Há muitos acontecimentos que surgem na minha memória com extrema nitidez mas não sei dizer o dia exacto em que ocorreram. Mas há um dia, 26 de Outubro de 1998, que sei precisamente onde estava. Seguia num táxi e passava pelas Amoreiras. Um glorioso dia de sol, o outono avançava timidamente, e, no rádio, a notícia da morte de José Cardoso Pires. Recordo a sua partida como quem recorda a de um parente. O autor de um dos livros da minha vida – Alexandra Alpha – desaparecia e, com ele, a oportunidade de lhe fazer uma pergunta.
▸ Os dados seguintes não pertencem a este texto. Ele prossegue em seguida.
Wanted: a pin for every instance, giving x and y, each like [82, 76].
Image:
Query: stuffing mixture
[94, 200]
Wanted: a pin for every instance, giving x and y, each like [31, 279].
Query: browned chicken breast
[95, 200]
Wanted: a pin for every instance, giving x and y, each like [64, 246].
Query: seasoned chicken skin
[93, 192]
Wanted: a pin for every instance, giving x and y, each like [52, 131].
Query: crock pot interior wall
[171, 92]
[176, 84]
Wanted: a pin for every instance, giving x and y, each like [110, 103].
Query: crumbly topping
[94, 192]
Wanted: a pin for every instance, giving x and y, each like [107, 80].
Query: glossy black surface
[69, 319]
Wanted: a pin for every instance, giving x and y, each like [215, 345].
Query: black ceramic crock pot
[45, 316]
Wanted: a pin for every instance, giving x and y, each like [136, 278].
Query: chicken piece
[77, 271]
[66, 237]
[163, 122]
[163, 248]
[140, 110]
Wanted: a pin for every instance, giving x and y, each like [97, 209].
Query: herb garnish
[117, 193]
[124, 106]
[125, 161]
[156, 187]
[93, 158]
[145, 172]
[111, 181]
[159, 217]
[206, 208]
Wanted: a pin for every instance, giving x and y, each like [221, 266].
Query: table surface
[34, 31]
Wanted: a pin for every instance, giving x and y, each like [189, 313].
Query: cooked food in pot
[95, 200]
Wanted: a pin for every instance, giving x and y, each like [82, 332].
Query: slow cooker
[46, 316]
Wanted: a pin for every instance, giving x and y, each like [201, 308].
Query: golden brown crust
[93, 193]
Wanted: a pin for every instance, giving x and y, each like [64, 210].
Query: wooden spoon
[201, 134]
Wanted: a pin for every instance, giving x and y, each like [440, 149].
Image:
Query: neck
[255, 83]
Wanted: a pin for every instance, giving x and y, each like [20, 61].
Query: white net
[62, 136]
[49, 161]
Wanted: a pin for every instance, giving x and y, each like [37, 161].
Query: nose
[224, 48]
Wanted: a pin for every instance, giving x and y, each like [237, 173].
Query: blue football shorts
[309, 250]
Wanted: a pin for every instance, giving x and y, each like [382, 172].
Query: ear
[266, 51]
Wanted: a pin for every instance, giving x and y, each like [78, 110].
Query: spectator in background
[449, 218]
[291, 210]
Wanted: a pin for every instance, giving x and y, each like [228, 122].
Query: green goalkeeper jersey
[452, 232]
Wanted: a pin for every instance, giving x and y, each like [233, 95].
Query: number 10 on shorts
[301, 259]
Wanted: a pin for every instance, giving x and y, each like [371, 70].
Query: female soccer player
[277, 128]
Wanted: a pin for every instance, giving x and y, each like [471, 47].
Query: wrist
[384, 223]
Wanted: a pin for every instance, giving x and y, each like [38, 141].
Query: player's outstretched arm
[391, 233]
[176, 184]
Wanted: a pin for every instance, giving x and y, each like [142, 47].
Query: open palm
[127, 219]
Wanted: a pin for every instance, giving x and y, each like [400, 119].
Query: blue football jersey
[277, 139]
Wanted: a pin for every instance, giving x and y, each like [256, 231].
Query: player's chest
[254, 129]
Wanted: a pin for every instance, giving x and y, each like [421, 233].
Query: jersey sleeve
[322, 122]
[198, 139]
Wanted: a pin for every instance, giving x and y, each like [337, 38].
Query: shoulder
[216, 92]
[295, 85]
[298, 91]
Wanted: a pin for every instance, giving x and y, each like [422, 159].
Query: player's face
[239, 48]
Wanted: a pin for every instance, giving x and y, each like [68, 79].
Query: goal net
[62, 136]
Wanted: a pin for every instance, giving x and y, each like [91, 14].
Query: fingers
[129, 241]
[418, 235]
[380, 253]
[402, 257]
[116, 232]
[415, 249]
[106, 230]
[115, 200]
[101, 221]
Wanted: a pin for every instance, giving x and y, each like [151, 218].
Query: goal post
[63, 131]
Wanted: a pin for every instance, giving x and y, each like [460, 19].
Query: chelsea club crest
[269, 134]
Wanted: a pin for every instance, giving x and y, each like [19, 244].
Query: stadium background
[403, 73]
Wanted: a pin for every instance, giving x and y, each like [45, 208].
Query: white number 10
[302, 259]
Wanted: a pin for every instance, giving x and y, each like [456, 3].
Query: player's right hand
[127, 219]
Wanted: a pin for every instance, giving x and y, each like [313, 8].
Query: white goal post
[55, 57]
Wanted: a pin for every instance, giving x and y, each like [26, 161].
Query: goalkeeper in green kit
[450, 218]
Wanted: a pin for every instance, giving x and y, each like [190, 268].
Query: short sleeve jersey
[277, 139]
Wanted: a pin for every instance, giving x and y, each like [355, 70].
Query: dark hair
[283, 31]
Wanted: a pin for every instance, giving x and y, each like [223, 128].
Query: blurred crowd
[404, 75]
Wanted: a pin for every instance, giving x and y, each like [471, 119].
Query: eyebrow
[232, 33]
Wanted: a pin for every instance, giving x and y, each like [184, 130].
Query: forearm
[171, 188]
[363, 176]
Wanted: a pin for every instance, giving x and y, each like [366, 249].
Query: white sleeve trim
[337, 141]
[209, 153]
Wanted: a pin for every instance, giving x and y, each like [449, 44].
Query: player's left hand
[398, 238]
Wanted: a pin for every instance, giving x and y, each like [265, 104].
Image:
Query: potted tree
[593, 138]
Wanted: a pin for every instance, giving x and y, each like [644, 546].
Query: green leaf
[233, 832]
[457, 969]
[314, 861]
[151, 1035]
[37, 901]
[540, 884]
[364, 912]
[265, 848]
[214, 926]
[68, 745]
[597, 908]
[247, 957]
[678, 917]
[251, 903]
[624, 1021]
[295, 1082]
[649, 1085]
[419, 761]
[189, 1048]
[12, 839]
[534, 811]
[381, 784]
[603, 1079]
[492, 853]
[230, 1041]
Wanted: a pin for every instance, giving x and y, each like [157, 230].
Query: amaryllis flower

A primeira vez que li o livro tinha treze anos, voltei às suas páginas muitas e muitas vezes nas duas décadas seguintes. Foi decisivo para compreender a geração dos meus pais e, mais do que o início da percepção da situação política e social do país onde nasci, percebi as angústias, sonhos e pensamentos daquela geração. Deixou outro livro, o derradeiro, De Profundis, Valsa Lenta, que haveria de comover-me até às lágrimas pelo facto de uma pessoa próxima ter passado pelo mesmo. Quando recuperou a consciência, depois de um AVC fulminante, foi a primeira coisa que lhe levei. Cheguei ao quarto do hospital com o livro na mão e vi-o, pela primeira vez, a chorar compulsivamente. Fiquei com o livro a abanar no ar sem saber se era um mau ou bom sinal – uns dias antes nem reconhecia o seu próprio braço esquerdo (de quem é este braço, este que aqui está na minha cama, perguntava com ar aflito a apontar com a cabeça na direcção do próprio braço). Nesse cenário devastador, chorar, ter consciência da situação, é uma bênção, pensei, tentando apaziguar os meus fantasmas. E ainda há outro livro, Lisboa, Livro de Bordo, que amo para além de uma explicação racional. Um passeio muito mais longo que o simples percurso de ruas e lugares, uma aventura pela memória onde foi feliz. Serve este post para divulgar que a 16 de Janeiro, Clara Ferreira Alves, António Lobo Antunes e Júlio Pomar, entre outros, vão estar no São Luiz a recordar o autor; que a 23 de Janeiro celebra-se o 50º aniversário da publicação O Render dos Heróis e a 30 de Janeiro o 30º aniversário da publicação de Corpo Delito na Sala de Espelhos. Vai ser bom, mas não é a mesma coisa. Gostava era de perguntar pessoalmente qual era a verdadeira intenção da Alexandra ao levar o dotorzinho à Vila Berta, o que pensava enquanto tinha relações debaixo da nespereira e desvendava a traição. Esta questão atormenta-me há vinte anos e eu não tive oportunidade de lhe perguntar.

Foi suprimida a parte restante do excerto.